Animals have gone into hibernation, birds have flown South. By late afternoon
dark has fallen. On the farm it’s make-and-mend time; the poor try to gather
enough straw, twigs and sticks to keep warm in their tumbledown cottages. In such a world, every culture develops a
feast of light. You know from experience that light and warmth and food will
return, but it’s hard to keep that in mind from day to day. So the feast of
light is a feast of hope as much as of joy. Yul; Hanukka; Christmas.

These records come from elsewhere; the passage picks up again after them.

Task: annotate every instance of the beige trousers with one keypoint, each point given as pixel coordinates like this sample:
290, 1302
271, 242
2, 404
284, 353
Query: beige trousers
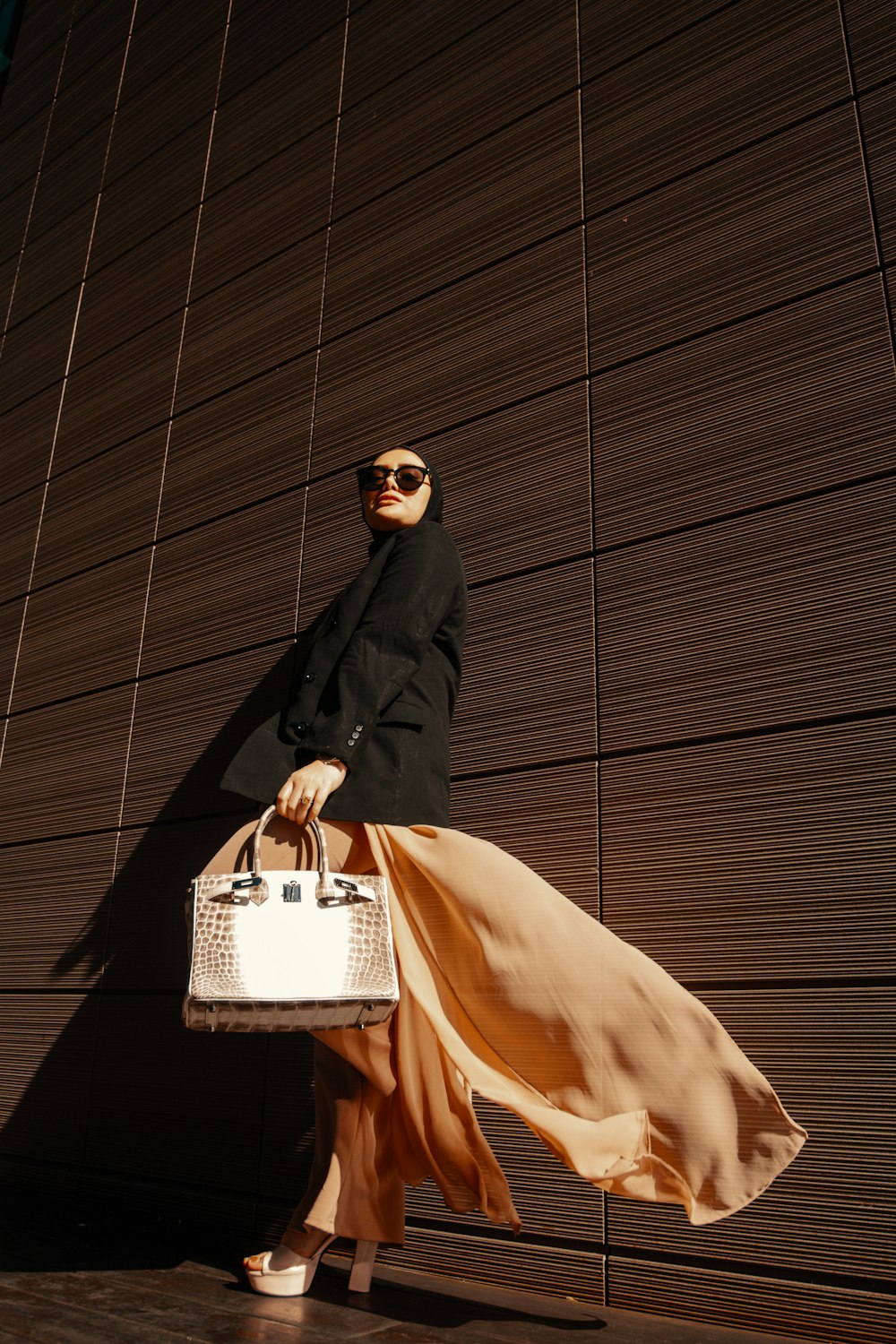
355, 1188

Most of us know that Christmas is a
relatively late feast, created to convert pagan celebrations of the return of
light. The pagan roots, of lighting candles, giving presents and eating meals
as enormous and as fattening as one can afford, are enduringly present, though
more in some cultures than in others. Yet Christmas as a Christian feast never
goes away. It is the Christian feast most popular with the “light half-believers
of our casual creeds” as Matthew Arnold called those of his own time. And for
those trying to live their faith it is always both a joy and a challenge. A joy
because it is more than a simple return of daylight that they celebrate; a
challenge because they often feel that they are doing it “now/in conditions
that seem unpropitious”.
Christmas has Advent preceding it. The
first day of Advent is the beginning of the Church’s year. The first of
Advent’s four Sundays is marked by one candle. The theme of this Sunday is the
darkness: the darkness of the world, the physical but also the moral and
spiritual darkness, the darkness as absence and as need. We are urged to ponder
the need, to feel it as urgently as we can in our own bones. The darkness will
in time be filled by the sign of a Coming that once took place, and that will
take place again -- but in a “time not our time”, a time we do not and cannot
know. And while that new Coming will happen in the worldly sense unexpectedly,
it must not happen unexpectedly to those of us who pray for it. Which is why we need to “watch
and wake”, or as the French put it in one word, “veiller”. In the world’s
massive dark, we are the nightwatchmen, taking care. By the light of just one
little candle we huddle and prepare, making ready for dawn.